We are cruising down Mex 1 on the Baja. The lanes are super narrow, there is absolutely no shoulder, and it drops off immediately on the other side of the white line. It is a relatively peaceful moment as both boys are asleep in the back and there is no oncoming traffic, so Matt isn’t as concerned about staying exactly in his lane. Suddenly, we both look over and there is a white semi passing us, his mirrors practically touching ours. We both gasp as Matt moves over a few inches and the semi passes us safely by.
In a few miles we can breathe normally again and laugh about our close call. But it is a good reminder about how quickly something can happen. Suddenly, I notice all of the roadside shrines. These are real people, someone’s loved one, who passed on too early.
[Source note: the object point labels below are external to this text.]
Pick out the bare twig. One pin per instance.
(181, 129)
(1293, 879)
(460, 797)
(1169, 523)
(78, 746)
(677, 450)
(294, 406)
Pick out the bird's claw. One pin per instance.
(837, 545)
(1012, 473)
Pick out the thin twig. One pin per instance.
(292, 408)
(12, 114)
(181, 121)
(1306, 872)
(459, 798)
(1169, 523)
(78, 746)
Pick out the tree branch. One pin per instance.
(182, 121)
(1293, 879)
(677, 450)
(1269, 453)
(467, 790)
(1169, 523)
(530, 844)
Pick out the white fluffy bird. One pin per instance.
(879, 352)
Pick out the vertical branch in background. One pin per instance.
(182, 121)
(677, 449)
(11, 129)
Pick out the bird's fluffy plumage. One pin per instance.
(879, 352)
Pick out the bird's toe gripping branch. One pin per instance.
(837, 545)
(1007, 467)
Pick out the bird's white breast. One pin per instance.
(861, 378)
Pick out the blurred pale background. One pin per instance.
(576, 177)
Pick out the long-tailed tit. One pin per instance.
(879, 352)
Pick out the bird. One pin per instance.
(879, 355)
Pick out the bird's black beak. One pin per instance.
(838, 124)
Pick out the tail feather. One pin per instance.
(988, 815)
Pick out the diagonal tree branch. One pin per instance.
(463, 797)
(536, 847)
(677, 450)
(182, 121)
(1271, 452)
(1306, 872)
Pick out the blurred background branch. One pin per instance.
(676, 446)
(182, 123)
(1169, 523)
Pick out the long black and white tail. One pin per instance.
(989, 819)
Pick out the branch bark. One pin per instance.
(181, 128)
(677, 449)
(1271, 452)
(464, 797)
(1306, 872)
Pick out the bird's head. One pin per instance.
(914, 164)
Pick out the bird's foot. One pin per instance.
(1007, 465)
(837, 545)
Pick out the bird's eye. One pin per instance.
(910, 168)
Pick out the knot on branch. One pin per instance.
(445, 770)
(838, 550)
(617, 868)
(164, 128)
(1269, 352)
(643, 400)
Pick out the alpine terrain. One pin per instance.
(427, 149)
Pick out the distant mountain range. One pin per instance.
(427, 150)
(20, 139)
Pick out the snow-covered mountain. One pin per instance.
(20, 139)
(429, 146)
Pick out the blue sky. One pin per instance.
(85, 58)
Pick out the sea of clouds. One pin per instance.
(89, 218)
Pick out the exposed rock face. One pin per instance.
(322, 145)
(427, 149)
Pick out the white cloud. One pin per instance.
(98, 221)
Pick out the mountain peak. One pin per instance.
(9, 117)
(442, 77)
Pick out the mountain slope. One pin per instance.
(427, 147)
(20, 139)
We are relieved to see the beautiful Sea of Cortez as we crest the hills through the dry dessert, glimmering like a sapphire. We arrive in Bahia de los Angeles and find a place in an RV park by the water. It is a beautiful location, but it looks like it has seen better days. Everything is run down, garbage is strewn about, and it is super windy. We run into town for some groceries and decide to check out the place next door. We are looking for some place nice to spend Christmas. It is much nicer, with palapas on the beach.
On a whim, we decide to keep driving to the end of the road to check out the remote camping spot called Playa la Gringa. We get to the end of the pavement and keep driving on the dirt road. There are fewer and fewer houses. The road gets rougher. The kids want to get back to the trailer to play and the sun is starting to get low in the sky, so I tell Matt he can turn around if he wants. I don’t think we can get the trailer out here anyway. But Matt wants to keep going. We have come this far, we might as well see what is out here.
We cross a fence and after a while we come to a little house. Matt gets out and talks with the man there. He tells us we can camp anywhere along the beach or at the end of the bay. When Matt asks him how much it costs, he says it is Christmas, we can pay whatever, he just would like to have people to come out to enjoy it.
We drive around and pull up to the gravel beach. There are pelicans diving into the water. Not just one or two, but maybe 50. Seagulls are everywhere. Wait, there are also porpoise! We jump out of the truck and see whales blowing. It is a feeding frenzy. Seals are jumping in and out around the birds. We can’t even believe what we are seeing.
We decide to drive a little further down the beach to get a closer look at some activity further down. The whales are only about 20 yards offshore. Are they going to beach themselves? Incredible! The sun is quickly going down and we should get home before it gets too dark. But we just can’t tear ourselves away. We are enthralled. The wind is calm and the water is silky in the late afternoon light.
Finally the activity dies down a bit and we head out. As we get in the car I notice something along the side of the road. It comes toward us. It is a coyote. It seems unconcerned by us and trots by us.
As we drive away, Matt says, “We are coming back here! We will find a way to get the trailer down the road. This is where we are going to spend Christmas!”